The novel coronavirus, COVID-19, was first detected in Wuhan, China in December, 2019. This rapidly emerged as a worldwide threat to public health and spread globally in a couple of months. Severe acute respiratory syndrome coronavirus 2, the pathogen of coronavirus pandemic has shed light on the need for early diagnosis of the quickly spreading infectious diseases using various biology products. A rapid diagnosis provides for better containment and eventually, control. Diagnosing COVID-19 rapidly is essential for evaluating the spread of disease and to trace the comtacts of those individuals who caught the virus.
There is plenty proof that countries able to screen out patients gradually have fared comparatively better in containing the virus and reduce the mortality rate due to the disease. Lab arrangements for testing the severe acute respiratory syndrome has been im-peded due to the considerable strain on global supply chains for equipment reagents, ppe, and other consumables.
Most countries have experienced an acute shortage of essential reagents required for the PCR assay for SARS-CoV 2. It is easily understood that rapid diagnosis of COVID 19 in both asymptomatic and symptomatic patients can elaborate regarding the transmission patterns and also be able to facilitate contact tracing to adopt a strategy for the containment. Screening for COVID 19 on a large scale population is generally considered an important part that has been advocated by ICMR and WHO.
Materials And Methodology
The pooling strategy followed here is a simple two-stage testing algorithm called Dorfman pooling. In the first stage, the samples are divided into disjoint pools then each pool is subjected to testing. A negative result suggests that all samples in the pool are negative whereas a positive result suggests that at least one of the samples in the pool is positive.
In the second stage, each pool’s samples that tested positive are separately tested. For assessing the group test strategy, initial step was to calculate the most effective pool size. Epidemiological studies are under the pipeline to determine how to prevent COVID-19 is as it has been found to spread rapidly throughout the world at a high-speed rate. However, the preliminary evaluation over a short span at the labs has observed a positive sample rate within the tested community. In 5-7 weeks, four positive samples detected at different levels of CT values for both E-gene and RdRp were evaluated in the mentioned dilutions. This enabled an objective assessment of dilutions and Ct values of the pool sample study. The trends in variations of CT values were discovered in the mentioned dilutions. The positive samples after these evaluations were re-evaluated in different ratios. So, the average change in Ct values was +2.56 for pools of 5 and +3.38 for a pool of 10, which was used in fixing the most suited cut-off CT value of the pooled sample. The cut-off was raised accordingly for a pool of samples of 5 and 10 by +3 and +4, respectively. Therefore, a CT value of less than 39 for a sample pool of 5 and less than 40 for a pool of 10 was understood and utilized in the study.
Samples that emerged negative in the pool testing were analyzed as negative and positive ones in the pool were retested as deconvoluted samples before the report was finalized. The cost of consumables and kits was also calculated in the tested pool samples, and the samples were deconvoluted to estimate the utilization of resources.

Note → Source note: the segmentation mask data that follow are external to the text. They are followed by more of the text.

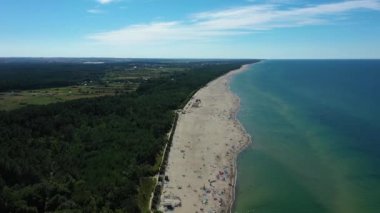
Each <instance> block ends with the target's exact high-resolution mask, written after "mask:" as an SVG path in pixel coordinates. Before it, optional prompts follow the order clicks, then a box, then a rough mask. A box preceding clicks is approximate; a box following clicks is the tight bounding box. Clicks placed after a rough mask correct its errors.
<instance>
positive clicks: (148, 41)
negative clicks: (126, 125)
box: [88, 0, 380, 44]
mask: <svg viewBox="0 0 380 213" xmlns="http://www.w3.org/2000/svg"><path fill="white" fill-rule="evenodd" d="M103 1H106V0H103ZM353 10H380V1H379V0H350V1H343V2H338V3H329V4H319V5H309V6H304V7H293V8H282V7H281V6H280V5H278V4H261V5H252V6H245V7H236V8H230V9H226V10H219V11H207V12H203V13H198V14H193V15H191V16H190V18H189V19H187V20H182V21H173V22H153V23H149V24H138V25H130V26H127V27H125V28H122V29H118V30H114V31H109V32H102V33H95V34H92V35H90V36H89V37H88V38H90V39H92V40H95V41H99V42H104V43H114V44H141V43H145V44H146V43H152V42H153V43H162V42H172V41H179V40H181V41H183V40H188V41H191V40H198V41H199V40H200V41H207V40H209V39H216V38H221V37H226V36H232V35H239V34H247V33H254V32H257V31H262V30H270V29H274V28H285V27H286V28H289V27H299V26H306V25H320V24H326V23H331V22H334V20H337V19H339V18H341V16H342V15H344V14H347V13H348V12H351V11H353Z"/></svg>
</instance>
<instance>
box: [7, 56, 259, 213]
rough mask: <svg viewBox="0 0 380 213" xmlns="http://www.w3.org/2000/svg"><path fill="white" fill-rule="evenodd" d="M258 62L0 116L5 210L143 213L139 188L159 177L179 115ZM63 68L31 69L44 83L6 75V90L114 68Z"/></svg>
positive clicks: (33, 77) (236, 64)
mask: <svg viewBox="0 0 380 213" xmlns="http://www.w3.org/2000/svg"><path fill="white" fill-rule="evenodd" d="M252 62H255V61H253V60H235V61H233V60H230V61H218V62H207V63H206V62H204V61H202V62H192V63H190V64H191V65H189V63H183V64H181V63H182V62H181V63H180V64H176V66H184V67H187V69H186V71H181V72H175V71H174V72H170V74H168V75H165V76H160V77H157V78H150V79H146V80H144V81H141V83H140V85H139V86H138V88H137V89H136V90H135V91H133V92H128V93H121V94H120V93H119V94H116V95H113V96H104V97H96V98H88V99H78V100H71V101H65V102H60V103H53V104H48V105H39V106H37V105H30V106H25V107H23V108H20V109H16V110H11V111H0V189H1V192H0V212H141V211H142V210H141V206H139V205H138V200H137V195H138V191H139V183H140V180H141V178H143V177H149V176H153V175H155V174H156V173H157V172H158V167H157V161H158V160H159V158H160V156H161V154H162V149H163V147H164V145H165V144H166V143H167V140H168V139H167V133H168V131H169V130H170V128H171V126H172V122H173V119H174V110H176V109H178V108H180V107H181V106H182V105H183V104H184V102H186V100H187V99H188V97H189V96H190V95H191V94H192V92H194V91H196V90H198V89H199V88H201V87H202V86H204V85H205V84H207V83H208V82H209V81H211V80H212V79H214V78H216V77H218V76H220V75H223V74H224V73H226V72H228V71H230V70H233V69H236V68H239V67H240V66H241V65H242V64H247V63H252ZM7 66H13V65H7ZM28 66H30V65H28ZM33 66H36V67H38V65H33ZM62 66H63V67H65V66H64V65H62V64H59V65H58V66H56V67H54V64H49V65H48V66H47V65H43V66H39V68H36V69H35V70H36V72H32V71H31V72H30V76H34V75H33V74H34V73H36V76H39V78H43V77H44V76H46V75H45V74H46V73H48V74H49V75H52V77H48V78H47V79H50V80H49V81H43V80H39V81H36V82H38V84H34V83H33V82H35V81H34V80H33V79H36V78H37V77H35V76H34V77H31V78H29V80H27V81H26V82H25V84H24V82H19V83H17V81H16V77H14V76H15V75H14V74H8V75H9V76H11V77H10V78H11V79H10V81H9V82H7V81H6V80H4V78H2V80H1V81H0V88H2V89H4V90H6V89H11V88H16V89H25V88H30V87H48V86H57V85H61V84H62V85H66V84H71V83H75V82H77V81H81V80H83V79H86V78H88V75H89V73H90V74H91V76H92V77H91V78H93V77H94V76H95V79H100V77H99V76H101V75H103V74H102V73H103V72H104V69H106V67H107V66H108V65H106V64H104V65H96V66H100V67H96V69H93V70H92V68H86V69H82V67H81V66H82V65H73V64H71V65H70V66H77V67H76V68H75V70H82V71H78V72H71V74H67V75H66V74H57V75H56V76H55V73H57V71H54V70H61V68H62ZM67 66H68V65H67ZM92 66H95V65H91V67H92ZM41 67H42V68H41ZM44 69H48V70H49V72H42V71H41V70H44ZM9 70H11V69H9ZM23 72H25V71H23ZM80 72H82V73H80ZM8 73H10V72H8ZM41 73H42V74H41ZM61 73H63V72H61ZM69 73H70V72H69ZM3 76H5V75H3ZM51 79H53V80H51ZM62 79H63V80H62ZM61 80H62V81H61ZM4 82H6V83H4ZM36 85H37V86H36Z"/></svg>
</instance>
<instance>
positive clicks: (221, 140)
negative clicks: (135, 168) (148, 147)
mask: <svg viewBox="0 0 380 213" xmlns="http://www.w3.org/2000/svg"><path fill="white" fill-rule="evenodd" d="M248 66H250V65H244V66H242V67H241V68H240V69H237V70H233V71H230V72H229V73H227V74H225V75H223V76H221V77H219V78H217V79H215V80H214V81H212V82H210V83H209V84H208V85H206V86H205V87H203V88H202V89H200V90H199V91H198V92H197V93H195V95H194V96H193V97H192V99H191V100H190V101H189V102H188V103H187V105H186V106H185V108H184V109H183V110H182V111H181V112H179V117H178V122H177V128H176V130H175V132H174V136H173V145H172V148H171V151H170V153H169V159H168V165H167V169H166V174H165V175H166V176H167V178H166V181H165V183H164V186H163V191H162V195H161V205H160V210H162V211H164V212H168V211H174V212H186V213H189V212H229V211H230V209H231V206H232V203H233V200H234V190H235V179H236V178H235V176H236V172H235V170H236V166H235V163H236V156H237V155H238V153H239V152H240V151H241V150H242V149H243V148H244V147H245V146H247V144H249V143H250V138H249V135H247V134H246V133H245V131H244V129H243V127H242V126H241V125H240V123H239V122H238V121H237V120H236V112H237V110H238V109H239V98H238V97H237V96H235V95H234V94H233V93H232V92H231V91H230V89H229V80H230V79H231V77H232V76H233V75H234V74H237V73H239V72H243V71H245V70H246V69H247V67H248ZM172 207H173V208H174V209H172Z"/></svg>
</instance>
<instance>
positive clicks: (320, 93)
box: [231, 60, 380, 213]
mask: <svg viewBox="0 0 380 213" xmlns="http://www.w3.org/2000/svg"><path fill="white" fill-rule="evenodd" d="M231 89H232V91H233V92H234V93H235V94H237V95H238V96H239V97H240V99H241V108H240V111H239V113H238V119H239V120H240V121H241V123H242V124H243V126H244V127H245V128H246V130H247V132H248V133H249V134H250V135H251V136H252V137H253V144H252V145H251V146H250V147H249V148H247V149H246V150H245V151H243V152H242V153H241V154H240V156H239V158H238V179H237V189H236V201H235V212H239V213H241V212H255V213H261V212H264V213H271V212H275V213H281V212H284V213H285V212H286V213H296V212H302V213H309V212H310V213H312V212H339V213H351V212H352V213H357V212H365V213H372V212H373V213H375V212H380V124H379V123H380V60H268V61H262V62H260V63H258V64H255V65H253V66H252V67H251V68H250V70H249V71H247V72H244V73H241V74H239V75H237V76H235V77H234V78H233V80H232V82H231Z"/></svg>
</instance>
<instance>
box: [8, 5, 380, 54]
mask: <svg viewBox="0 0 380 213" xmlns="http://www.w3.org/2000/svg"><path fill="white" fill-rule="evenodd" d="M0 57H122V58H260V59H303V58H307V59H351V58H356V59H366V58H376V59H379V58H380V0H333V1H331V0H330V1H327V0H191V1H190V0H188V1H187V0H0Z"/></svg>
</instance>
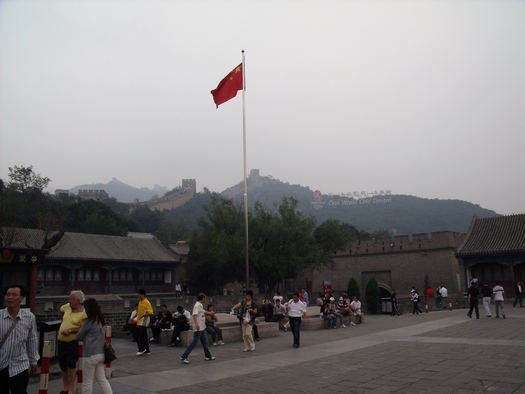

The generated data were subjected to analysis using the help of appropriate statistical tools.
The study test results displayed that among 158 pools of 10 samples, the data analyzed that 11 pools were tested positive. Among 3503 pools of 5 samples, 164 pools tested positive. Out of 11 positive pools of 10 samples, 110 deconvoluted samples were tested, and ten individual samples were positive for COVID-19. In a pool of 10, with Ct 38.24 and 39.89 for E gene and RdRp gene. There was no positive sample obtained after deconvolution. Out of the 5 sample pools, 164 pools were tested positive that comprised 820 samples. Among the deconvoluted 820 samples, 171 samples tested positive. In the above study and research process, 181 samples were tested positive out of 19095 samples with the positivity percentage of 0.95%.